Poissant, who describes himself as community-minded with a “citizen-driven” mindset, said his initial loyalty to the ML began to wane when he saw the ML administration becoming “bureaucratic-driven, red tape-driven, with bosses everywhere, but not such much action.”

So, in 2018 he and at least nine dissenting city councillors decided to leave the ML and “cross the floor” as it were to join the Action Laval opposition. (Since then, several of the dissenters agreed to return to the Mouvement lavallois fold where they remain.)

That didn’t mark the end of Poissant’s wandering, however. In May last year, after sitting with Action Laval since late 2019, he and city councillor for Marigot Daniel Hébert decided to abandon Action Laval, leaving behind rumours that Poissant had harbored leadership ambitions within that opposition party that other members were unwilling to support.

Not impressed by Action Laval

Explaining why he decided to leave Action Laval, Poissant said it was because of “the land problems and ethical problems,” referring to a controversy last year when three Action Laval city councillors were suspended from the party caucus following conflict-of-interest allegations published in the Journal de Montréal.

Although they were eventually exonerated, Poissant insisted that a perception persists among people in Laval. “In politics, credibility is everything,” he said.
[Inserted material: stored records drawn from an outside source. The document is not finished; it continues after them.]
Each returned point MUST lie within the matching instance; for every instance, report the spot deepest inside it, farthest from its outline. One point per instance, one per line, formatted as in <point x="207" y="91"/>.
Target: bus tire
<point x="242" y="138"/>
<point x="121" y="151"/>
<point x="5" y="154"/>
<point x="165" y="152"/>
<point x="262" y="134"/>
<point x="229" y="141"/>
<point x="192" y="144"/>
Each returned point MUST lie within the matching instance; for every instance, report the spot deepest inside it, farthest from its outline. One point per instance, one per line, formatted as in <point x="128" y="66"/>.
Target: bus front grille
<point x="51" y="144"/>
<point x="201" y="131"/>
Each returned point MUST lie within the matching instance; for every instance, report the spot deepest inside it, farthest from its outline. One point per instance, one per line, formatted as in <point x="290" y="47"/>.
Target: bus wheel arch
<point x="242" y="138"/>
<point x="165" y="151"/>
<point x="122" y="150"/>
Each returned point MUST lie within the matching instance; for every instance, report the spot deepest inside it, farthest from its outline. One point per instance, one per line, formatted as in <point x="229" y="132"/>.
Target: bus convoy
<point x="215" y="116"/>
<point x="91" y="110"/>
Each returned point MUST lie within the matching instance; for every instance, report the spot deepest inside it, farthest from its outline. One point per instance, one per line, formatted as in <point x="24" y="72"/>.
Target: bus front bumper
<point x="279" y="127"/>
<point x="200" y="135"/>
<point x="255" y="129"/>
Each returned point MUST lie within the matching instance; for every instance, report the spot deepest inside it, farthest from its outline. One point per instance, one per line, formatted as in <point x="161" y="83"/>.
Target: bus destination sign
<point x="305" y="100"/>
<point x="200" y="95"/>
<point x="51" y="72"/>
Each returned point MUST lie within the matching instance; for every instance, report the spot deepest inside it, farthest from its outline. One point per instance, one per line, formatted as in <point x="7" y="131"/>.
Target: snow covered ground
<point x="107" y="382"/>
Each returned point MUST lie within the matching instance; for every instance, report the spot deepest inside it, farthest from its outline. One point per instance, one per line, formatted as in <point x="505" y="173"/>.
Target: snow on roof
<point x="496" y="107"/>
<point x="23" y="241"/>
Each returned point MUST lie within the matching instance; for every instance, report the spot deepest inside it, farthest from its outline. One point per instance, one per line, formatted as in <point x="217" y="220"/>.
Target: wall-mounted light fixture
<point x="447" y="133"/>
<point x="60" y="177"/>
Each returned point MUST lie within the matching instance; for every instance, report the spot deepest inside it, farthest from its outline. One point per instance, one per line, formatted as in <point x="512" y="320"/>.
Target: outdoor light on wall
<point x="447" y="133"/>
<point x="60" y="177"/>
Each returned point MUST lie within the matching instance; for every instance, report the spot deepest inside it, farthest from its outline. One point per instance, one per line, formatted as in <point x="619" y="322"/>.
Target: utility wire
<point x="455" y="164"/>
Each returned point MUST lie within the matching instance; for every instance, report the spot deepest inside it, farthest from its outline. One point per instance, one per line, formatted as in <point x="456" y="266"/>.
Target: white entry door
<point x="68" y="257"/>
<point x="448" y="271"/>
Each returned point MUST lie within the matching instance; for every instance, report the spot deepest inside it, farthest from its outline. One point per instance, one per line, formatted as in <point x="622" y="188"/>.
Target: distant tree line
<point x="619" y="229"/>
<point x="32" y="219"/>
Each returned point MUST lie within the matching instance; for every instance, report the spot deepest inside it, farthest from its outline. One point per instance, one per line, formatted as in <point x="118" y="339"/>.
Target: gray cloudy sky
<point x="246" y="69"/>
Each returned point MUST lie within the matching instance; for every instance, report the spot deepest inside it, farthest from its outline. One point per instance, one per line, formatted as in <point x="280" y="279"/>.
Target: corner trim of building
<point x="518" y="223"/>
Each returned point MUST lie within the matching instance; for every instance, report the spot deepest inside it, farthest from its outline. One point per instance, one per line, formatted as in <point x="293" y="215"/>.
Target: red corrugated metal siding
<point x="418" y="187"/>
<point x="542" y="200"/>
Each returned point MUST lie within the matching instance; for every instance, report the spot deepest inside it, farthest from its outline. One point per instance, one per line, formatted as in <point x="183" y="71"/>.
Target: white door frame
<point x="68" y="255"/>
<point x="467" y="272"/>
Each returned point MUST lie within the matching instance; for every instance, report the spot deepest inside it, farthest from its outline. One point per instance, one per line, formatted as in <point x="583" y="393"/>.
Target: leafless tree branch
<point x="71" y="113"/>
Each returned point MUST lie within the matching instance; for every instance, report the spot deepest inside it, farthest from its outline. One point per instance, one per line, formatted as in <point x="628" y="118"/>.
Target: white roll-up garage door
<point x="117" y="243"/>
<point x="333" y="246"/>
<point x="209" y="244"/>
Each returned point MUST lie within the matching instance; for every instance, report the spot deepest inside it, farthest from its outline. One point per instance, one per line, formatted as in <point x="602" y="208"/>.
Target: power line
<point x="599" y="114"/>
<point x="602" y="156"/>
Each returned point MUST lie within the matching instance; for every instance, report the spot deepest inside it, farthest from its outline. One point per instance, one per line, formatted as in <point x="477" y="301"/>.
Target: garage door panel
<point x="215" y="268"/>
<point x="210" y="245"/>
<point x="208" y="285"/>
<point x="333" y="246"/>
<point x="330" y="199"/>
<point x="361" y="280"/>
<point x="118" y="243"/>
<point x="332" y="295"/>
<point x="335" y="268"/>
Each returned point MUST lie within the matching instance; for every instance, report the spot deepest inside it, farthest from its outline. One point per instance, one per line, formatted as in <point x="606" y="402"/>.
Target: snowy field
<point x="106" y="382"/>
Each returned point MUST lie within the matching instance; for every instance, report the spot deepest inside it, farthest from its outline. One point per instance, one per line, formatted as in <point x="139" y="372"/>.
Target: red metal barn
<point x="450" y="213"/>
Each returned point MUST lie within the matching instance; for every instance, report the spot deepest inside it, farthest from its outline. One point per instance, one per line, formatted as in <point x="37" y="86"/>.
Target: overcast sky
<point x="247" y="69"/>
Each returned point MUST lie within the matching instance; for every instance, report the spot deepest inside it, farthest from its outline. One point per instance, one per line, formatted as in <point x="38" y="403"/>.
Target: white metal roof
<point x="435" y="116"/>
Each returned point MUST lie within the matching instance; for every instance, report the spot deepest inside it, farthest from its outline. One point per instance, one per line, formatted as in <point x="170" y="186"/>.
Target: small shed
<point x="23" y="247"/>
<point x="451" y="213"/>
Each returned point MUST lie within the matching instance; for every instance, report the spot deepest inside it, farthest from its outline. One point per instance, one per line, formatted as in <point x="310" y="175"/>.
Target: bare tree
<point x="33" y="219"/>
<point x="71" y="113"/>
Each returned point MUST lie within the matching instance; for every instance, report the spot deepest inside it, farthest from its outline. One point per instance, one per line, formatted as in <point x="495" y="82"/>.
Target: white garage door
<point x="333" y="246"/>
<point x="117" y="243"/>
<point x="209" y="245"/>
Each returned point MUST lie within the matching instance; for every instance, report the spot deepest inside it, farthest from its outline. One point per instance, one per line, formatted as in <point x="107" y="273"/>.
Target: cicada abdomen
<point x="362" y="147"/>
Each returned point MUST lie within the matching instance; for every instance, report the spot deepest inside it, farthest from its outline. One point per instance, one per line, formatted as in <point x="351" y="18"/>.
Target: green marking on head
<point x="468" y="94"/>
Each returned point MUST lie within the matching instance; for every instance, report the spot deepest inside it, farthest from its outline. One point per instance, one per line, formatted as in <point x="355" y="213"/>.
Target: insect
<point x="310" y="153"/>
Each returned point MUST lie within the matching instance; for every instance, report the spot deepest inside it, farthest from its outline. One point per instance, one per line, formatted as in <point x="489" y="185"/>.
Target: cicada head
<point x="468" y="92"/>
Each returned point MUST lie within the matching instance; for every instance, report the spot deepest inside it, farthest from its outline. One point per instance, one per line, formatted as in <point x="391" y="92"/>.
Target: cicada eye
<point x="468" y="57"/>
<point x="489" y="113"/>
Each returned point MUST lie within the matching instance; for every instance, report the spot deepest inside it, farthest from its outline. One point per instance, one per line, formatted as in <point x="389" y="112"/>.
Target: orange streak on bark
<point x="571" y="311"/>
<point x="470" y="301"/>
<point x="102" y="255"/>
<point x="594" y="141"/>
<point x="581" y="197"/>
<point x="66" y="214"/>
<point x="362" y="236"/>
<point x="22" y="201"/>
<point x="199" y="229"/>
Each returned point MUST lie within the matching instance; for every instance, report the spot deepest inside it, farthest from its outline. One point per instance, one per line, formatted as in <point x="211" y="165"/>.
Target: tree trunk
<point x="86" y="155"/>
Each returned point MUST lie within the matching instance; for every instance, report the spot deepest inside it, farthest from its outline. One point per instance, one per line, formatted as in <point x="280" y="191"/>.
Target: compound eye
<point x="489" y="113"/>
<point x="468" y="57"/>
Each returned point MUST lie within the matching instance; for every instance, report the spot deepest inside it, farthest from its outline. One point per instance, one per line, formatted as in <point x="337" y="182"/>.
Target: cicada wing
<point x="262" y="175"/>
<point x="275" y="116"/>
Although he said Laval Citoyens won’t be unveiling a detailed platform until the election campaign is officially underway, he hinted that some elements could focus on improving the city’s downtown area which is now in a phase of intensive development.

Some candidates chosen

Earlier this year, a suggestion he made to the Demers administration, that it undertake a vast tree-planting campaign in the mostly concrete and glass downtown area, was rejected. However, Poissant suggested during our interview that he hasn’t given up on the idea and that it could serve as inspiration for broader policies later. As of last week, Laval Citoyens had announced five candidates (one being English-speaking), with more to be announced in the coming months for the 21 seats on Laval council. The current candidates are: Hugo Martin (l’Abord-à-Plouffe), Yann Caron (Saint-Vincent-de-Paul), Christelle Unubemba (Auteuil), Anna Del Bello (Saint-Bruno) and Louis-Martin Beaumont (Laval-Les Îles).